Alicia Barrett, Women Build coordinator, said it was great to give back being a mother of four kids herself, especially on Mother’s Day weekend.
“It’s incredible to see the funds being raised to where we are now. We had more than 140 volunteers in Cape Coral who put in 550 hours of time,” Barrett said.
“Today, though, it’s all about Eva.”
Fisher spoke a few words, thanking everybody who helped her on her journey, while getting choked up a few times.
Becky Sanders-Lucas, vice president of community outreach, said Women Build once again exceeded expectations, adding that for children with autism, stability is crucial.
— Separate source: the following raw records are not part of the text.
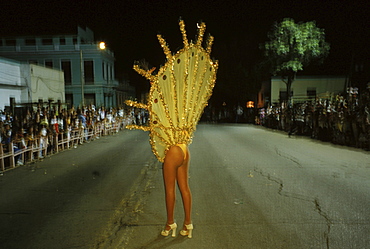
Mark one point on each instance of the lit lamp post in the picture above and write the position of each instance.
(82, 79)
(101, 47)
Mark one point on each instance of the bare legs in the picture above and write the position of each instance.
(176, 168)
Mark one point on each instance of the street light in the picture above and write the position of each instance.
(102, 45)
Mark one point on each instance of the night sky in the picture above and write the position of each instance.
(129, 27)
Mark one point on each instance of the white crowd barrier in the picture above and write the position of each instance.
(16, 154)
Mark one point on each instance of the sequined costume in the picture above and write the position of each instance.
(179, 92)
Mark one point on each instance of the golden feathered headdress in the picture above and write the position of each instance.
(179, 92)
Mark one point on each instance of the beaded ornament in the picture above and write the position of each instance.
(179, 92)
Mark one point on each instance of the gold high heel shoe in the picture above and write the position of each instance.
(188, 232)
(173, 228)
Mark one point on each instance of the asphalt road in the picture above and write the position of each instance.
(252, 188)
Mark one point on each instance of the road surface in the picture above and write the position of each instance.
(252, 188)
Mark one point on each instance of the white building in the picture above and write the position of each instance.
(307, 87)
(28, 83)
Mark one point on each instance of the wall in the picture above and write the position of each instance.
(46, 83)
(322, 84)
(11, 83)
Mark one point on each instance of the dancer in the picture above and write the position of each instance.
(178, 95)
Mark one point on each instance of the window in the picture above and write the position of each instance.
(311, 92)
(49, 63)
(47, 41)
(69, 99)
(89, 72)
(89, 99)
(30, 42)
(10, 42)
(283, 95)
(66, 67)
(103, 70)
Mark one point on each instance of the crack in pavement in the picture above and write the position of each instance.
(289, 157)
(126, 216)
(315, 201)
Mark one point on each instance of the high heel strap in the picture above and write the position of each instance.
(188, 232)
(173, 228)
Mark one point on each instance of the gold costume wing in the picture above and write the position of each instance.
(179, 92)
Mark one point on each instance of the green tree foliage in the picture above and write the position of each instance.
(292, 46)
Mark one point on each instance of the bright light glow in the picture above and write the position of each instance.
(250, 104)
(102, 45)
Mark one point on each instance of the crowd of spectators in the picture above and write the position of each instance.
(40, 126)
(338, 119)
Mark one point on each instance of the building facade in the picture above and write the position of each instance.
(25, 83)
(88, 68)
(307, 87)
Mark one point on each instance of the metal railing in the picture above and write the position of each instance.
(15, 153)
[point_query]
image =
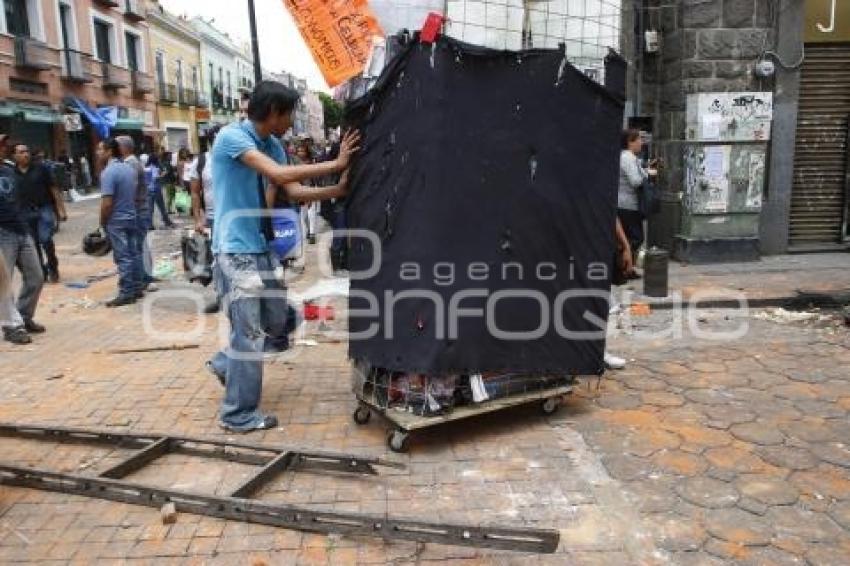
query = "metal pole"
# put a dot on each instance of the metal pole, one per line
(255, 45)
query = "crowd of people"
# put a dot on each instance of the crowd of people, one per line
(245, 168)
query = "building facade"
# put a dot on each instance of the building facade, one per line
(222, 63)
(729, 194)
(175, 50)
(55, 51)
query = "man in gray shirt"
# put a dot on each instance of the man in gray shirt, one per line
(128, 147)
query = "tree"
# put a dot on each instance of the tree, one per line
(333, 111)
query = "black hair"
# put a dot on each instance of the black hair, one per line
(208, 140)
(629, 136)
(271, 96)
(113, 146)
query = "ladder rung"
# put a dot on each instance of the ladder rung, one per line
(139, 459)
(253, 485)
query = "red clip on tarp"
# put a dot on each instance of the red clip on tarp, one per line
(431, 29)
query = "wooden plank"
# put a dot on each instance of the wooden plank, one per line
(286, 516)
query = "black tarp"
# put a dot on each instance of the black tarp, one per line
(478, 160)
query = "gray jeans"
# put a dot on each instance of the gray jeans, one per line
(19, 250)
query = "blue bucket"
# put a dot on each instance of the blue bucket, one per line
(286, 224)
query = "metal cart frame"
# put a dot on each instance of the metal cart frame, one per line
(404, 423)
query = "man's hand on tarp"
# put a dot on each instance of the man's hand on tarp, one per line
(348, 147)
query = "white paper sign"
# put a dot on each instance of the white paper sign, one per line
(711, 127)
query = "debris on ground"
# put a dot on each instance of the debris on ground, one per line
(814, 318)
(640, 309)
(168, 348)
(168, 512)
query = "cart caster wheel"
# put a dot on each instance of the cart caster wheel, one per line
(362, 415)
(399, 441)
(551, 405)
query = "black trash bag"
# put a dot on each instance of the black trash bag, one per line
(96, 244)
(197, 258)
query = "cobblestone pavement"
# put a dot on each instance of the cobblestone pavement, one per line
(700, 452)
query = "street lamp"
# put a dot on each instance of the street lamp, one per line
(255, 45)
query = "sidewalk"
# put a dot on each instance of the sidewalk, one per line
(772, 281)
(699, 452)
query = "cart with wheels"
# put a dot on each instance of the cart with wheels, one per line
(372, 398)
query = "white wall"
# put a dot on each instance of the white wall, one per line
(396, 15)
(587, 27)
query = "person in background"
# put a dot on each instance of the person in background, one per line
(17, 248)
(127, 148)
(624, 264)
(203, 202)
(309, 211)
(119, 218)
(153, 179)
(184, 160)
(85, 171)
(632, 176)
(246, 270)
(167, 161)
(244, 101)
(43, 207)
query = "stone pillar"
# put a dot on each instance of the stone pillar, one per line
(707, 46)
(775, 215)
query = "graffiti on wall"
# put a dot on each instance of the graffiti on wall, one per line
(730, 116)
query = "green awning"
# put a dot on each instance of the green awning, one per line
(127, 124)
(42, 116)
(30, 113)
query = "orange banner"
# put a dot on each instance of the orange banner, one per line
(339, 34)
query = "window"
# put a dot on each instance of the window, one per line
(179, 74)
(66, 25)
(160, 67)
(17, 18)
(103, 48)
(133, 58)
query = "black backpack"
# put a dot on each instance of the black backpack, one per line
(649, 199)
(202, 164)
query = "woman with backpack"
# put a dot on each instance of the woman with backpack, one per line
(153, 179)
(632, 176)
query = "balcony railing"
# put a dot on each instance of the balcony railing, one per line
(142, 83)
(76, 66)
(188, 97)
(167, 92)
(134, 10)
(33, 54)
(114, 77)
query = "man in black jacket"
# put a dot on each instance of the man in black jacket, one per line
(43, 207)
(18, 249)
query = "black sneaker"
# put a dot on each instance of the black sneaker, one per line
(217, 375)
(269, 422)
(33, 327)
(17, 336)
(120, 302)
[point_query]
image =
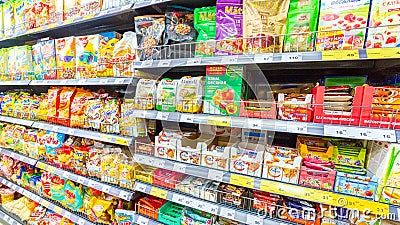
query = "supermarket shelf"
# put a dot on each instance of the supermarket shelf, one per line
(203, 205)
(18, 156)
(285, 189)
(107, 188)
(364, 133)
(67, 214)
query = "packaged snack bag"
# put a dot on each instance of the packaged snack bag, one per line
(342, 25)
(301, 25)
(229, 26)
(48, 51)
(145, 92)
(124, 54)
(78, 107)
(65, 58)
(67, 95)
(166, 95)
(150, 30)
(384, 30)
(87, 49)
(205, 24)
(71, 9)
(8, 19)
(263, 21)
(189, 94)
(110, 116)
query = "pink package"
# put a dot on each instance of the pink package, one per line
(229, 26)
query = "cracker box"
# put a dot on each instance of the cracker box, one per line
(342, 24)
(65, 58)
(223, 89)
(384, 29)
(87, 49)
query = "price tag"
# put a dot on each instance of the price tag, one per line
(223, 121)
(297, 127)
(216, 175)
(254, 220)
(263, 58)
(335, 131)
(181, 168)
(142, 220)
(193, 61)
(164, 63)
(226, 60)
(292, 57)
(186, 118)
(157, 192)
(227, 213)
(340, 55)
(242, 180)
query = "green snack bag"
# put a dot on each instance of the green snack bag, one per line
(301, 25)
(205, 24)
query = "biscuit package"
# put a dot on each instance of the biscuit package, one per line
(264, 25)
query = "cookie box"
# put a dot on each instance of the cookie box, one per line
(346, 113)
(258, 109)
(295, 107)
(190, 148)
(282, 164)
(218, 153)
(247, 158)
(381, 107)
(315, 147)
(357, 185)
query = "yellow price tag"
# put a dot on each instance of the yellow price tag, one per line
(242, 181)
(383, 53)
(219, 121)
(340, 55)
(157, 192)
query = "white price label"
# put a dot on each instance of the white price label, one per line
(297, 127)
(193, 61)
(164, 63)
(254, 220)
(292, 57)
(142, 220)
(227, 213)
(216, 175)
(229, 59)
(181, 168)
(262, 58)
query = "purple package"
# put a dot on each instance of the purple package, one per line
(229, 26)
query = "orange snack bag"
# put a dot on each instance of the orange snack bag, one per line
(78, 107)
(66, 97)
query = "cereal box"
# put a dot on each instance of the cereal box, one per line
(48, 51)
(87, 49)
(71, 9)
(65, 58)
(342, 24)
(8, 18)
(20, 16)
(229, 26)
(264, 20)
(301, 25)
(384, 13)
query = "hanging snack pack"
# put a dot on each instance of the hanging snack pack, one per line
(124, 54)
(229, 30)
(205, 24)
(301, 25)
(166, 95)
(264, 25)
(150, 30)
(384, 23)
(342, 24)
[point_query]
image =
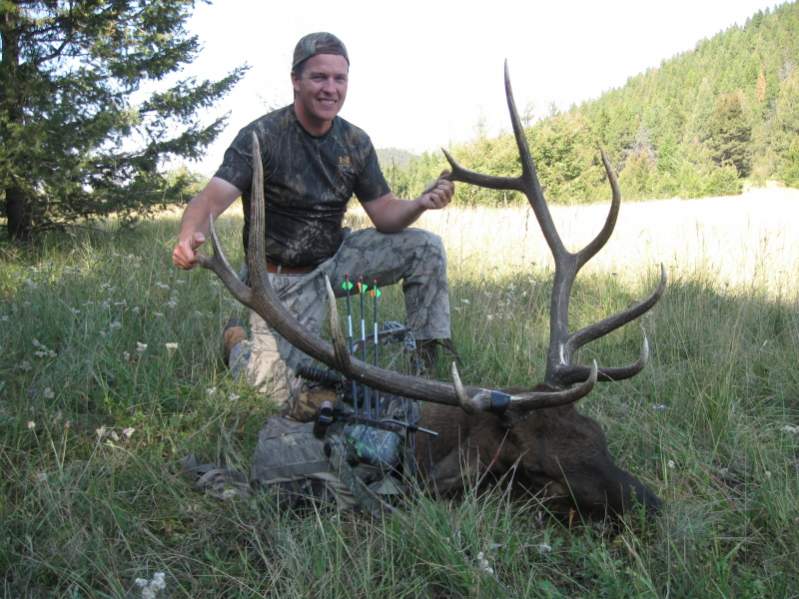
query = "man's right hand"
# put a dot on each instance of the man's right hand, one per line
(184, 255)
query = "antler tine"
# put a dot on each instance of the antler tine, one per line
(256, 243)
(611, 323)
(491, 182)
(613, 373)
(535, 400)
(533, 191)
(218, 263)
(497, 401)
(590, 250)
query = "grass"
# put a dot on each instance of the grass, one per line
(93, 425)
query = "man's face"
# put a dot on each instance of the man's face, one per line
(320, 91)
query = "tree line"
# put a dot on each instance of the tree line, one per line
(92, 105)
(702, 123)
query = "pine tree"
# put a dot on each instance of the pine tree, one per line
(730, 133)
(74, 145)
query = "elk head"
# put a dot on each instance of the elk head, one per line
(538, 433)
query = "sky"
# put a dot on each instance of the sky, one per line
(425, 75)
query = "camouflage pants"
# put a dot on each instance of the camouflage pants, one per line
(413, 256)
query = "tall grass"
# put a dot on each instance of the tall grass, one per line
(111, 373)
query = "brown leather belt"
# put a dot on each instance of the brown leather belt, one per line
(287, 270)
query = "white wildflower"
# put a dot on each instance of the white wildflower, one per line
(150, 588)
(483, 564)
(158, 581)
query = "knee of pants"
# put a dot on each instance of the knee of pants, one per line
(428, 245)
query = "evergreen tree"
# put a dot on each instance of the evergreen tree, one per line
(73, 142)
(729, 134)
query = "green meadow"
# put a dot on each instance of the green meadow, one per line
(111, 373)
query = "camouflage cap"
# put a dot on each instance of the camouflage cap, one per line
(320, 42)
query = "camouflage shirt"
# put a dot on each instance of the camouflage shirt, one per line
(307, 183)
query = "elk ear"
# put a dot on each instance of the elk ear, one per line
(508, 419)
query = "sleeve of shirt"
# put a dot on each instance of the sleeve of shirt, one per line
(236, 167)
(371, 184)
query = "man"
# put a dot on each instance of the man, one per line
(314, 161)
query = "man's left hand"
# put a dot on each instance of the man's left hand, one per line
(438, 194)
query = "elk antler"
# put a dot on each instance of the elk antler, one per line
(262, 299)
(560, 369)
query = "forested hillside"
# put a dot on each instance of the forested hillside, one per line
(700, 124)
This home will give them that stability they desperately need for their physical and mental health.
“We raised the $100,000 to rehab the two homes and the real exciting thing is the children are seeing the home for the first time,” Sanders-Lucas said. “This will provide a safe and healthy environment for them to grow up. This is why Women Build exists. To help mothers like her who needed a hand up. She now has a support system that will be with her the rest of her life.”
Fisher remains a full-time mother who has to take her children to therapy.
With the home, it will allow her to go back to school for occupational therapy so she can help them more.